Во время некоторых наших бесед — всего их было четырнадцать — включался магнитофон. Эйслер регулярно прослушивал записанное на пленку. При этом он многое дополнительно комментировал, сожалея о том, что разъяснения эти не попадают на магнитофонную ленту...

Розмари Эггерт и Эрика Мюллер перевели беседы на бумагу, что было отнюдь не легко хотя бы из-за быстрой, обрывистой и не совсем четкой речи Эйслера...

После его смерти приходится публиковать беседы в том виде, в каком они сохранились. Их уже нельзя «улучшить»...

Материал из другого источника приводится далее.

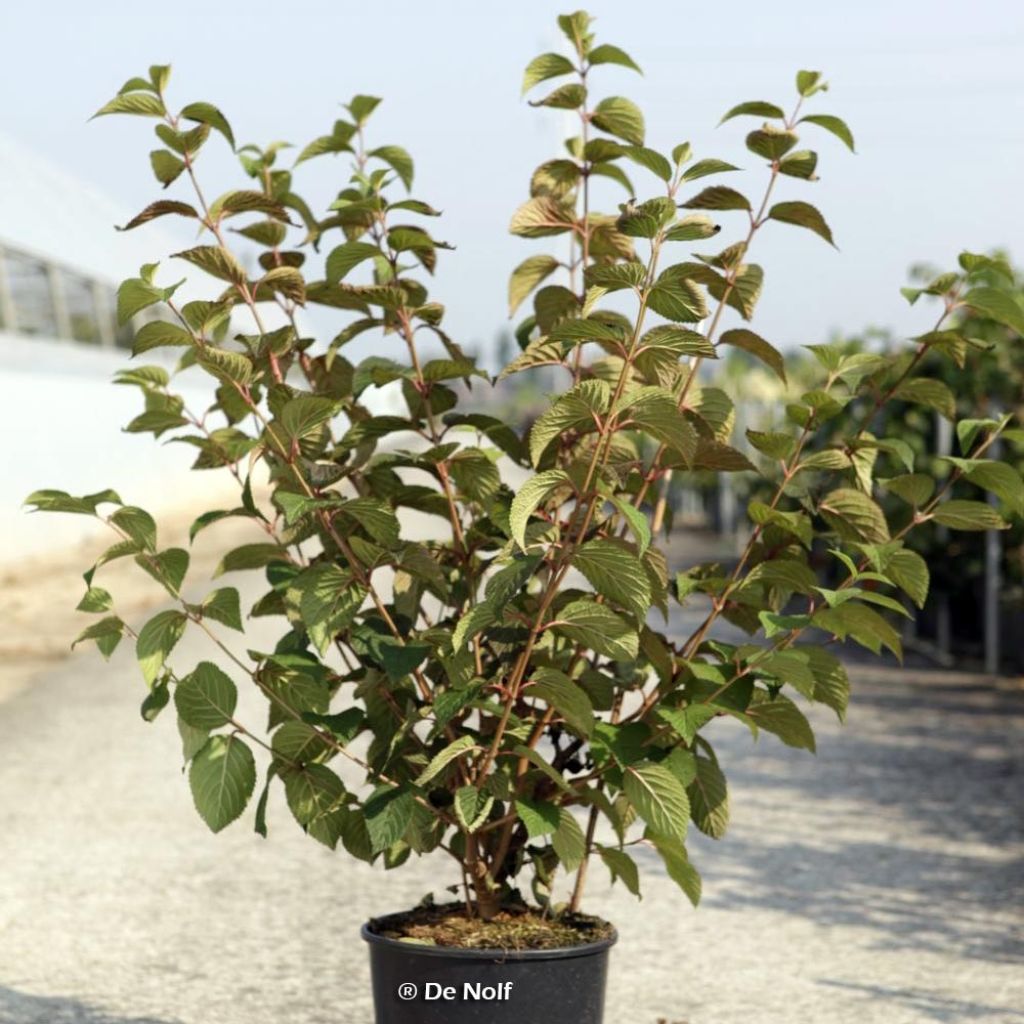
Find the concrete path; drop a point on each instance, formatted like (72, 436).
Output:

Для пробы я предлагаю пятую беседу. Там, где пояснения казались необходимыми, я даю их в виде примечаний.

13 июля 1961 года

Бунге. Помните ли Вы, как в 1945 году в Америке Брехт перекладывал на стихи «Коммунистический манифест»?

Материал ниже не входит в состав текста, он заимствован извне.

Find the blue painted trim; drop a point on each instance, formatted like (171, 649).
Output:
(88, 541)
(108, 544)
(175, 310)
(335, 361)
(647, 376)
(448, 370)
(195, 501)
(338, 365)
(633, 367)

Эйслер. Я помню, что был немного изумлен — притом изумлен неприятно, — когда Брехт вдруг занялся переложением на стихи «Коммунистического манифеста». Ведь время было таким, что даже говорившие по-немецки рабочие не знали этого грандиозного документа. Я говорил себе: когда мы вернемся, будет чрезвычайно трудно заново разъяснять «Манифест». Как Вам известно, «Коммунистический манифест» — хотя он и написан захватывающим языком — не слишком понятен, если не быть некоторым образом подготовленным. Минимальной предпосылкой для его понимания является практическая классовая борьба. В гитлеровской Германии ее не было, если не считать подпольного движения. Поэтому меня несколько озадачило то, что Брехт принялся усложнять «Коммунистический манифест», перекладывая его в стихотворную форму эпического гекзаметра, не имевшего особого успеха в немецкой поэзии. Учтите, что я испытывал некоторое недоверие к этой форме (то есть к эпосу, написанному гекзаметром), вспоминая о грустной судьбе одного из гениальнейших творений Гёте — «Германа и Доротеи»...

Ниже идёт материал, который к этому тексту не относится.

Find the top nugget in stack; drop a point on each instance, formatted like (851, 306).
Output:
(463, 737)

На «Германе и Доротее» кончалось преподавание немецкого языка в гимназиях, и учителя, превращая поэму в неимоверную скуку, делали нашу юность невыносимой. Когда я теперь перечитываю это сочинение, то с удивлением вижу убожество, которое повредило даже великому Гёте. И хотя за последние 15 лет поэт предстал перед нами в новом качестве — я имею в виду финал «Германа и Доротеи», где Гёте говорит о мире, — все же его недостойное отношение к Французской революции (ведь основная тема здесь — бегство от революции за Рейн) представляется весьма странным. Ведь поэт сопровождал герцога Веймарского, последовавшего идиотскому призыву герцога Брауншвейгского принять участие в кампании против Франции, как известно, до самой Вальми1. И хотя Гёте не видел якобинцев, а только слышал свист их пуль, он необычайно заинтересовался отступлением. И после этого описать страдания эмигрантов из Лотарингии и Эльзаса столь недиалектично (и так прекрасно) — вот частица немецкого убожества, которым я — в чем должен признаться откровенно — не хотел бы обладать!..

«Обремененный» таким опытом, я был убежден, что Брехт преподнесет нам нечто баснословное. Прежде всего выяснилось, что «гекзаметрированный» «Коммунистический манифест» будет

восприниматься еще труднее, чем в прозе (хотя и в ней он не слишком прост для понимания). Поэтому меня тревожило, что мой гениальный друг поставил перед собой крайне сложную задачу, которая — в будущем — не принесет нам ни практической, ни политической пользы. <...>

Классический размер стиха заставляет даже Гёте прибегнуть к некоторым натяжкам, правда натяжкам, выполненным на наивысшем уровне, поскольку виртуозность языка и в «Германе и Доротее» — нечто такое, чем я, не будучи педантом, могу восхищаться по-настоящему. Но теперь я читаю «Германа и Доротею», вооруженный опытом. Знаете, ведь мы читаем классиков раз пять. Мы постоянно их перечитываем (как, впрочем, и Брехта). Сегодня я слышу Бетховена по-иному, так же как и этого ужасного Вагнера, который, вероятно, был великим мастером. Мы всегда читаем или слышим по-новому, если пережили нечто особенное. До первой мировой войны я читал Гёте по-другому, чем после нее. После великих революционных событий в Германии и после захвата власти рабочими в Советском Союзе я снова читал его по-иному. Во время мирового кризиса капитализма, накануне прихода фашизма, я вновь перечитывал его. В эмиграции я с огромнейшим восхищением обратился к классикам еще раз, ибо разглядел в них совсем новую стихию — гуманность, которую прежде как-то не принимал во внимание, поскольку меня интересовали совсем иные вещи. После возвращения в Германию, после 1945 года, исходя из нового опыта, я снова «сменил очки» — не свои личные, а, так сказать, очки исторического развития.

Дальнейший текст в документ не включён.